Manish Sisodia writes letter from jail questioning PM Modi’s educational qualifications
Jailed former deputy chief minister Manish Sisodia has written an open letter from Delhi’s Tihar prison questioning Prime Minister Narendra Modi’s educational qualification while stressing the need for having an educated person to occupy the country’s top elected post.
This is the latest in a series of attacks by Delhi’s ruling Aam Aadmi Party (AAP) leaders on Modi over his education. The party has doubled down on its campaign over the matter even as the Gujarat high court last week set aside a 2016 order of the central information commissioner (CIC) asking information be provided to AAP leader and Delhi chief minister Arvind Kejriwal about Modi’s university degrees under the Right to Information (RTI) Act.
The court allowed the Gujarat University’s appeal against the CIC’s order and also fined Kejriwal ₹25,000. The court’s verdict came after the AAP intensified its poster war targeting Modi. Posters asking whether the country needed an educated Prime Minister were put up in parts of Delhi on Thursday last.

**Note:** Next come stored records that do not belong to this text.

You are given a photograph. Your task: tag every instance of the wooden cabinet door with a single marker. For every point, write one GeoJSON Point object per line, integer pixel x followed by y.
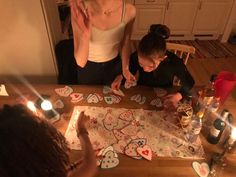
{"type": "Point", "coordinates": [145, 16]}
{"type": "Point", "coordinates": [180, 15]}
{"type": "Point", "coordinates": [212, 17]}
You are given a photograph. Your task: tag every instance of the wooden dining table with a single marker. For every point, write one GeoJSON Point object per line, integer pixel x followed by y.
{"type": "Point", "coordinates": [128, 167]}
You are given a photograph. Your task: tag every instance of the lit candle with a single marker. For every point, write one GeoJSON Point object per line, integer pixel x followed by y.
{"type": "Point", "coordinates": [46, 105]}
{"type": "Point", "coordinates": [32, 107]}
{"type": "Point", "coordinates": [232, 137]}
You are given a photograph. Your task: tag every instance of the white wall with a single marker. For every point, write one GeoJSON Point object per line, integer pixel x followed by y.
{"type": "Point", "coordinates": [24, 46]}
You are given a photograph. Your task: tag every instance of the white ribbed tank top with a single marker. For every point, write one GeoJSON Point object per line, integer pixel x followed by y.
{"type": "Point", "coordinates": [104, 45]}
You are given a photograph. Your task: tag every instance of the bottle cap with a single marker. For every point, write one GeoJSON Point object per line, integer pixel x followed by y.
{"type": "Point", "coordinates": [224, 114]}
{"type": "Point", "coordinates": [213, 77]}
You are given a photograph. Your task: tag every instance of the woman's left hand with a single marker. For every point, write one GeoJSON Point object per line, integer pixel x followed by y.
{"type": "Point", "coordinates": [172, 100]}
{"type": "Point", "coordinates": [129, 76]}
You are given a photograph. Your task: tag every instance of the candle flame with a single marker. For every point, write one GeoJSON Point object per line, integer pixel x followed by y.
{"type": "Point", "coordinates": [233, 133]}
{"type": "Point", "coordinates": [31, 106]}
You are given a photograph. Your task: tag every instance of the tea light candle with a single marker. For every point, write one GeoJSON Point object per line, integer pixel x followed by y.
{"type": "Point", "coordinates": [32, 107]}
{"type": "Point", "coordinates": [46, 105]}
{"type": "Point", "coordinates": [232, 137]}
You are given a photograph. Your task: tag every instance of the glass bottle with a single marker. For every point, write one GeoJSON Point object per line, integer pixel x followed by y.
{"type": "Point", "coordinates": [218, 127]}
{"type": "Point", "coordinates": [208, 92]}
{"type": "Point", "coordinates": [195, 125]}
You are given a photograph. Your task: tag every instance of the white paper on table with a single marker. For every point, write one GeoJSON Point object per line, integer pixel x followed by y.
{"type": "Point", "coordinates": [3, 91]}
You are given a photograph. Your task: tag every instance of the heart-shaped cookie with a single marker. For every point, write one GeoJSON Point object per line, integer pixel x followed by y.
{"type": "Point", "coordinates": [110, 160]}
{"type": "Point", "coordinates": [76, 97]}
{"type": "Point", "coordinates": [65, 91]}
{"type": "Point", "coordinates": [145, 152]}
{"type": "Point", "coordinates": [130, 130]}
{"type": "Point", "coordinates": [131, 150]}
{"type": "Point", "coordinates": [110, 122]}
{"type": "Point", "coordinates": [127, 115]}
{"type": "Point", "coordinates": [156, 102]}
{"type": "Point", "coordinates": [160, 92]}
{"type": "Point", "coordinates": [118, 92]}
{"type": "Point", "coordinates": [92, 98]}
{"type": "Point", "coordinates": [58, 104]}
{"type": "Point", "coordinates": [202, 169]}
{"type": "Point", "coordinates": [120, 146]}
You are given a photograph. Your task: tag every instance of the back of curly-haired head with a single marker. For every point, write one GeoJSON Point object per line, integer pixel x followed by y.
{"type": "Point", "coordinates": [155, 41]}
{"type": "Point", "coordinates": [30, 146]}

AAP last month launched the ‘Modi Hatao, Desh Bachao (remove Modi, save nation)’ campaign.
The AAP and Bharatiya Janata Party (BJP) have been at loggerheads over administrative control and governance of the national capital. Tensions between the two intensified in February following Sisodia’s arrest in connection with alleged irregularities in the now-scrapped 2021-22 excise policy.
Kejriwal on Friday posted Sisodia’s letter on Twitter, saying it is addressed to the nation while reiterating a less educated Prime Minister is dangerous for the country. He said Modi does not understand science and the importance of education and that 60,000 schools have been closed. He added it is necessary to have an educated Prime Minister for India’s progress.
Sisodia referred to the progress in science and technology globally and artificial intelligence. He added it was disheartening to listen to the Prime Minister talk about using the gas from drains for making tea. Sisodia said when the Prime Minister says that planes flying above the clouds can escape the radars, he becomes a laughingstock. “Children studying in schools and colleges make fun of him,” Sisodia wrote.
Sisodia, who was also the education minister before his arrest, said such remarks are dangerous for the country. “The whole world comes to know that the Prime Minister of India is poorly educated, and does not even have the basic knowledge of science,” Sisodia said. He questioned whether a less educated Prime Minister has the capacity to fulfil the dreams of the aspirational youth.
Sisodia said 60,000 government schools have been closed across the country when more should have been opened in line with the population increase. “If the quality of government schools had been raised, then people would have started pulling their children out of private schools and sending them to government schools as is now happening in Delhi.”
Sisodia said it shows that education is not the priority of the government. “How will the country progress when we do not provide good education to our children?” Sisodia said even for the posts of managers in a company, well-educated persons are required. “Should the manager of the country not be educated?”
The AAP has been trying to make inroads beyond its strongholds of Delhi and Punjab, where it is in power, on the back of the work it says it has done to fix the educational and health care systems.
Delhi BJP spokesman Praveen Shankar Kapoor hit back saying India has progressed more under Modi in the last eight years than during Congress’ decades-old rule. “The corruption and scams of the AAP government have come out in the open and Sisodia is in jail for the excise scam.”
He added the AAP has been rattled since the excise scam was exposed. “They are talking nonsense since then to divert attention from the scams. However hard Kejriwal tries to divert attention, he will also go to jail in the excise case because all the money from the scam was grabbed by him.”